Unter dem Druck der Sanktionen?

Die Gruppe hatte sich offensichtlich aus einem von Pjöngjang im Ausland betriebenen Restaurant nach Südkorea abgesetzt. Ein Sprecher des Vereinigungsministeriums äußerte die Vermutung, dass die Flucht auch auf erste Auswirkungen der jüngst verschärften UN-Sanktionen gegen das kommunistische Regime in Pjöngjang deute. Der Mann, ein Manager, und die zwölf Frauen seien am Donnerstag eingetroffen. Es sei das erste Mal sei, dass so viele Angestellte eines nordkoreanischen Lokals im Ausland zusammen geflüchtet seien.

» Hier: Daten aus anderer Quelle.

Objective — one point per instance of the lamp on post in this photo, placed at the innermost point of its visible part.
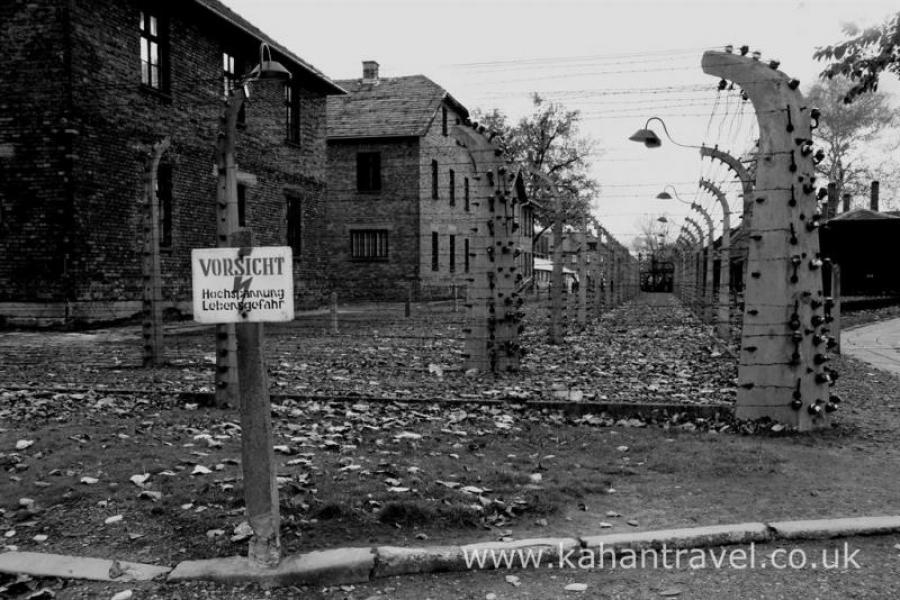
(240, 371)
(227, 210)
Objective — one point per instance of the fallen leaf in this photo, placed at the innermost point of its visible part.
(139, 480)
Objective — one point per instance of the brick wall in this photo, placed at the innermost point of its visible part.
(439, 215)
(113, 116)
(393, 208)
(34, 205)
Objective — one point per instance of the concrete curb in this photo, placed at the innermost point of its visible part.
(359, 565)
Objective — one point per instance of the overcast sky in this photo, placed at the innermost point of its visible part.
(618, 62)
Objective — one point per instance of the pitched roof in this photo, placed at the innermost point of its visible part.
(863, 214)
(395, 106)
(240, 22)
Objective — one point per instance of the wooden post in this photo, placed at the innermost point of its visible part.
(781, 371)
(257, 454)
(835, 324)
(226, 384)
(582, 278)
(557, 281)
(154, 343)
(334, 327)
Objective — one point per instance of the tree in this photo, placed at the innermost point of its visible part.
(864, 56)
(653, 239)
(846, 132)
(548, 141)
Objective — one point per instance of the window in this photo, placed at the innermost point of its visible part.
(153, 51)
(164, 202)
(466, 255)
(228, 74)
(452, 187)
(242, 205)
(368, 244)
(466, 193)
(295, 224)
(434, 251)
(434, 180)
(368, 171)
(452, 253)
(292, 114)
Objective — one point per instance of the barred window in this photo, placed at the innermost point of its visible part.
(369, 244)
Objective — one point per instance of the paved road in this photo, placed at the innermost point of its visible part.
(877, 344)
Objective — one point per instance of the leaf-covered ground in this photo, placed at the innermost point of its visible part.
(145, 477)
(655, 354)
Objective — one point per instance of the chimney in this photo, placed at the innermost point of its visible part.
(370, 72)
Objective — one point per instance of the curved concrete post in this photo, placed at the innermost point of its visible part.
(723, 319)
(698, 255)
(781, 372)
(707, 275)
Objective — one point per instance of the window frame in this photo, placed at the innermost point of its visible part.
(368, 172)
(466, 196)
(164, 188)
(435, 251)
(148, 39)
(294, 225)
(451, 253)
(292, 113)
(435, 189)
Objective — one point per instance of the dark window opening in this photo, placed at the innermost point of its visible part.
(466, 193)
(153, 51)
(295, 224)
(242, 205)
(452, 264)
(230, 68)
(292, 113)
(434, 180)
(452, 187)
(466, 255)
(369, 244)
(368, 171)
(435, 262)
(164, 203)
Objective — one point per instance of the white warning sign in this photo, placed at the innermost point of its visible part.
(243, 285)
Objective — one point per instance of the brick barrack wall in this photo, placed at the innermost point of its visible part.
(71, 187)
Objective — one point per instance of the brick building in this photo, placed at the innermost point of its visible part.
(406, 175)
(86, 86)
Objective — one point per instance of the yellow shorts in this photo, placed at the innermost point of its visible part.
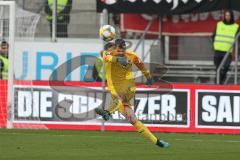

Die Situation in der Region ist derzeit sehr gespannt. Als Reaktion auf einen neuen Atomtest Nordkoreas im Januar und einen ebenfalls umstrittenen Raketenstart hatte der UN-Sicherheitsrat jüngst die Sanktionen gegen das isolierte kommunistische Regime verschärft. Südkorea hatte zudem eigene Sanktionen gegen den Nachbarn verhängt.